Daniel Ricciardo penalized after the F1 French Grand Prix

Daniel Ricciardo passed first Lando Norris then Kimi Raikkonen on the final laps of Sunday’s Formula 1 French Grand Prix.

Daniel Ricciardo has been handed two five-second penalties for last lap incidents involving Lando Norris and Kimi Raikkonen in Sunday’s Formula 1 French Grand Prix.

On the final lap of the race, Ricciardo used his DRS to close in on and pass Norris into the chicane that separates the Mistral Straight into two parts. With the speed heading into the corner much higher than on the preceding laps, the Renault driver failed to judge his braking correctly and went off the track to complete the pass.

On re-joining the track, he caused Norris to take action to avoid Ricciardo and ran off the track himself, earning the first penalty.

The second penalty was for a pass on Kimi Raikkonen almost immediately after the previous move. Running down the second part of the straight, Ricciardo went all four wheels off the track to pull alongside and ultimately pass Raikkonen’s Alfa Romeo.

Given that these moves provided almost the only entertainment of the race, it’s just a shame that the Australian couldn’t pull them off legally and the decisions put him out of the points in 11th.


Speaking before seeing the race stewards, Ricciardo said of his last lap, “F**k them all, how does that sound?

“To be honest, all jokes aside, every time I’m braking late and deep trying to make a move, I’m struggling to pull the car up. It’s better than the start of the year but I’m still not quite where I was with Red Bull.

“But the thing is; if I don’t try, I’m sitting behind him the whole race so I have to try, but when I do try it’s sometimes a bit on the limit. I’m obviously trying to keep it on track and not be dirty.”

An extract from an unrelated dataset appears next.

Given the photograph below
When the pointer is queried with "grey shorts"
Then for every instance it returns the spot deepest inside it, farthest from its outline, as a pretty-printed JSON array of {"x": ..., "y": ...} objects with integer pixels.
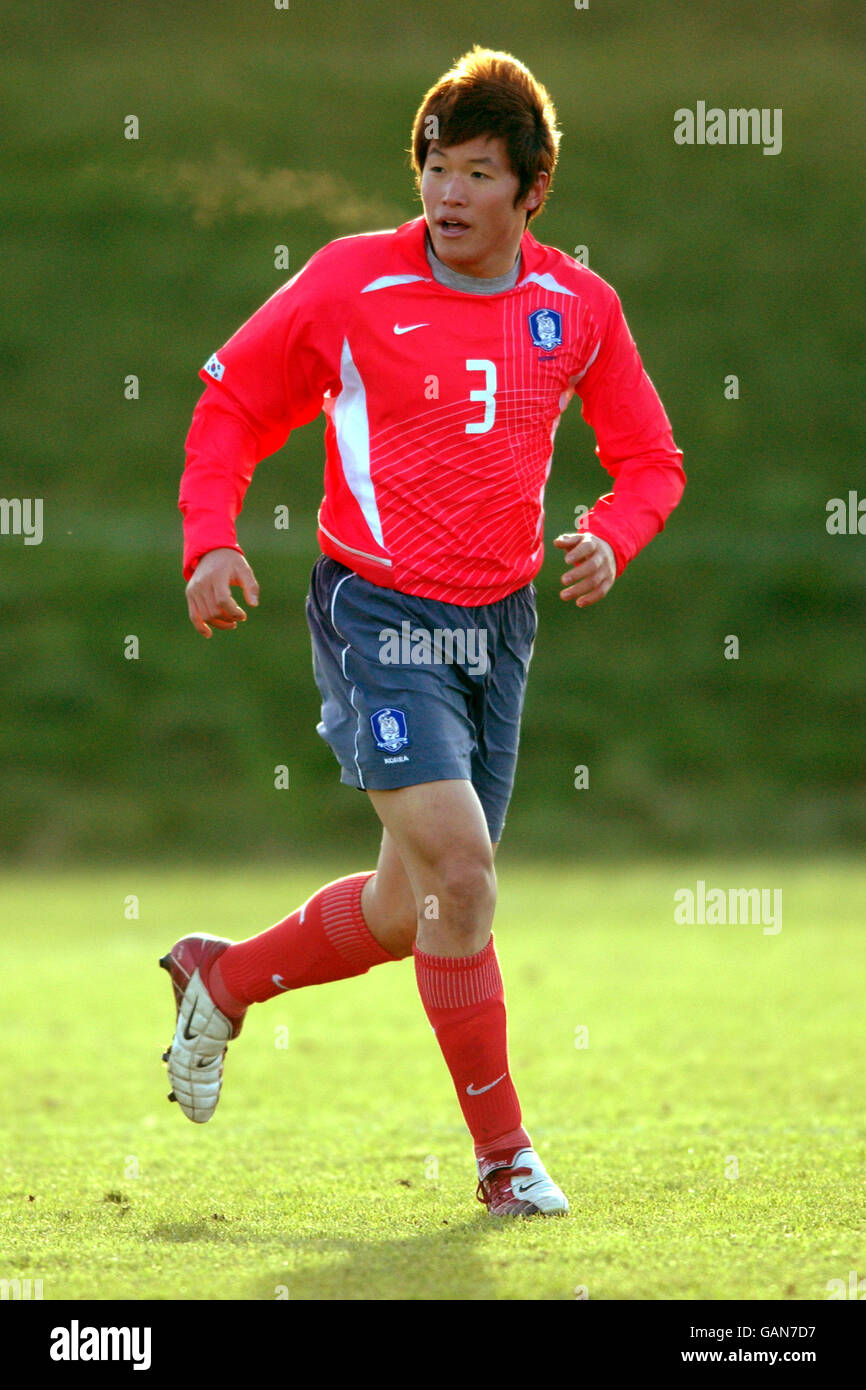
[{"x": 414, "y": 690}]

He later issued a more sedate statement:

“It’s clearly disappointing to drop outside the points with a post-race penalty, especially at the team’s home race. The last lap was a lot of fun, we had a fight and I enjoyed it. I’d rather give it a go than not try at all, and I’m sure the French fans and the people at home liked watching. It’s a shame to be penalised for it, but we’ll aim to move on from that as quickly as possible. In terms of the race, I feel like I missed out a little bit at the start, especially after a really good launch off the line. I braked too early for turn one and that was too conservative looking back. That made the rest of the race hard work, but we kept it clean and smooth from there. There are still a lot of positives to take and we’ll be looking for an immediate response in Austria.”